At this rate, I can't wait to see 30 year mortgages below comparable treasuries in a about a week.
Seems Bill is expecting a cap on Treasury rates. "I think at some point we're going to see a 4.5 percent mortgage rate and the 10-year Treasury rate capped at some level," he said. "When the Fed comes in to buy Treasurys that will be a big day." No doubt Bill, no doubt. It will be an even bigger day when everyone comes in to sell.
In tangential news, some thoughts on Treasury yield curves from Miller Tabac's very own Tony Crescenzi:
Yield Curve SteeperSphere: Related Content Print this post
The Treasury yield curve continues to steepen and is now at its steepest in about three months. The steepening has both good and bad connotations to it. The most important positive is the message that a yield curve typically sends. The current yield spread between 3-month T-bills and 10-year T-notes--the key empirical gauge is 276 basis points, a level that historically has indicated the chances of recession 12 months hence are very small. In a study by Estrella and Mishkin, a yield spread of more than 121 basis points was associated with just a 5% chance of recession, which makes the current level comforting. For reference, note that the same study showed that a yield spread of -82 basis points (an inverted yield curve), produced 50% odds of a recession. The yield spread was as wide as -60 basis points in February 2007.

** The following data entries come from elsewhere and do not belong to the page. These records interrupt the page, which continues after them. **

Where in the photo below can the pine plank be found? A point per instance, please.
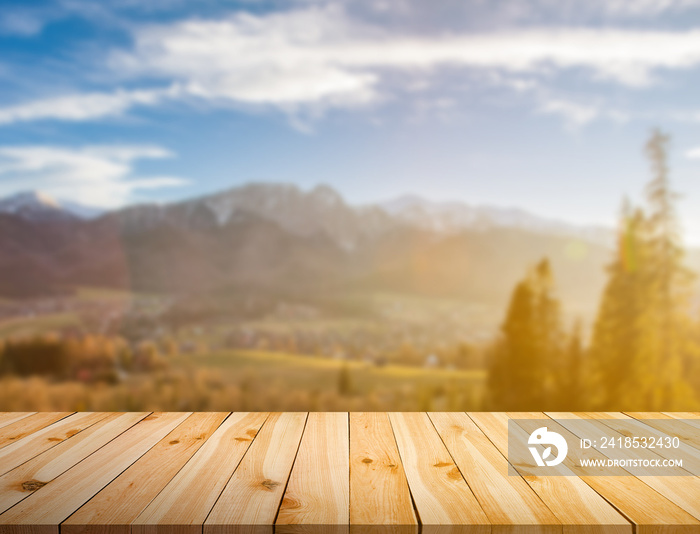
(575, 504)
(629, 494)
(379, 493)
(253, 495)
(44, 468)
(189, 497)
(681, 490)
(441, 495)
(114, 508)
(691, 418)
(50, 505)
(510, 504)
(28, 425)
(630, 427)
(23, 450)
(317, 496)
(7, 418)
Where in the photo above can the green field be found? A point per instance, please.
(29, 326)
(311, 373)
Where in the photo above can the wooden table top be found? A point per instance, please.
(120, 473)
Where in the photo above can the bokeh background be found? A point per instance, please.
(330, 205)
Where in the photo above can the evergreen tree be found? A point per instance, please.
(525, 357)
(572, 394)
(638, 337)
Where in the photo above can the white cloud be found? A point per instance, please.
(321, 55)
(80, 107)
(313, 58)
(578, 114)
(94, 175)
(574, 114)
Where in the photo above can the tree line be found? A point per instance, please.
(643, 352)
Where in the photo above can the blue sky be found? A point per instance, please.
(545, 105)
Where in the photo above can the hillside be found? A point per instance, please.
(278, 239)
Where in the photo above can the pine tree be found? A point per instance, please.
(639, 339)
(525, 357)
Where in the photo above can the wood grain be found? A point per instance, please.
(54, 502)
(189, 497)
(331, 473)
(575, 504)
(629, 494)
(317, 495)
(687, 433)
(7, 418)
(32, 445)
(510, 504)
(681, 490)
(379, 493)
(440, 493)
(253, 495)
(629, 427)
(41, 470)
(28, 425)
(114, 508)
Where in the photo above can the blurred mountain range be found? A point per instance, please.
(281, 239)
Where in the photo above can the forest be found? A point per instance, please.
(641, 351)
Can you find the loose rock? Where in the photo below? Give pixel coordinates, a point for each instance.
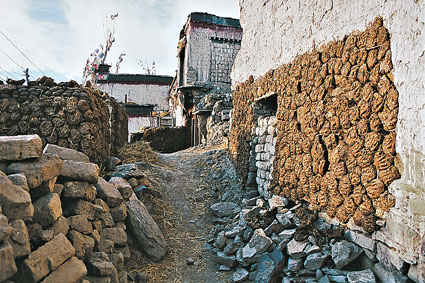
(145, 231)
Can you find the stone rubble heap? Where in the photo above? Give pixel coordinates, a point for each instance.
(61, 222)
(278, 241)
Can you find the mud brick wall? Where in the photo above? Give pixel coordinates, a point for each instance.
(77, 118)
(337, 111)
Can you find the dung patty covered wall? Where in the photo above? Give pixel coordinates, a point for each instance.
(337, 111)
(78, 118)
(275, 32)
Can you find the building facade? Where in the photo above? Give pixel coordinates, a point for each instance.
(207, 47)
(347, 80)
(141, 95)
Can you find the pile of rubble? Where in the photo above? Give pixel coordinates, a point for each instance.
(61, 222)
(278, 241)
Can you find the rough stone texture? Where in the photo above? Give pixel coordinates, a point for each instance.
(84, 208)
(37, 171)
(78, 189)
(345, 252)
(70, 272)
(268, 266)
(116, 235)
(240, 275)
(315, 261)
(145, 231)
(123, 187)
(20, 238)
(108, 193)
(258, 244)
(364, 276)
(80, 223)
(5, 229)
(227, 260)
(75, 117)
(119, 213)
(20, 147)
(296, 249)
(80, 171)
(47, 209)
(83, 244)
(322, 139)
(66, 153)
(388, 274)
(223, 209)
(291, 29)
(14, 201)
(47, 258)
(61, 225)
(263, 147)
(295, 264)
(7, 262)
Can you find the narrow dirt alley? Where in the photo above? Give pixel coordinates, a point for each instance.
(188, 182)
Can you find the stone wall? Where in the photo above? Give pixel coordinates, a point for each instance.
(262, 154)
(289, 28)
(61, 222)
(74, 117)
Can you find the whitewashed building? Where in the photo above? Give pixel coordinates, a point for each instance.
(140, 95)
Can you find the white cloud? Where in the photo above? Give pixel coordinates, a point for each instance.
(60, 43)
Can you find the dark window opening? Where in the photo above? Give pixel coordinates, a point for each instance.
(266, 105)
(181, 67)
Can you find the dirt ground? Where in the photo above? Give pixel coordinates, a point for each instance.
(184, 216)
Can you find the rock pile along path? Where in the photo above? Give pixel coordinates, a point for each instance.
(188, 181)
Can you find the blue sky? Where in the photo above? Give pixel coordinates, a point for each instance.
(59, 35)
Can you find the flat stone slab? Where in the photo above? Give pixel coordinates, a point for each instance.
(20, 147)
(43, 169)
(258, 244)
(145, 230)
(14, 201)
(345, 252)
(47, 258)
(66, 153)
(296, 249)
(71, 271)
(7, 262)
(363, 276)
(78, 189)
(47, 209)
(108, 193)
(80, 171)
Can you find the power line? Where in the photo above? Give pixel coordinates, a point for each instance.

Some of the recent steepening of the yield curve reflects the increase in Treasury supply, with the long-end of the yield curve bearing the burden, the negative angle on the steepening. If the U.S. dollar were to fall, the steepening would take on an event larger negative angle, but any weakening would have to be significant to have meaningful impact on the yield curve on the whole. In other words, if the dollar is sharply weaker and the yield curve is sharply steeper, it would probably indicate a loss of appetite for U.S. assets and raise the cost of capital in the U.S., complicating efforts to battle the financial and economic crisis.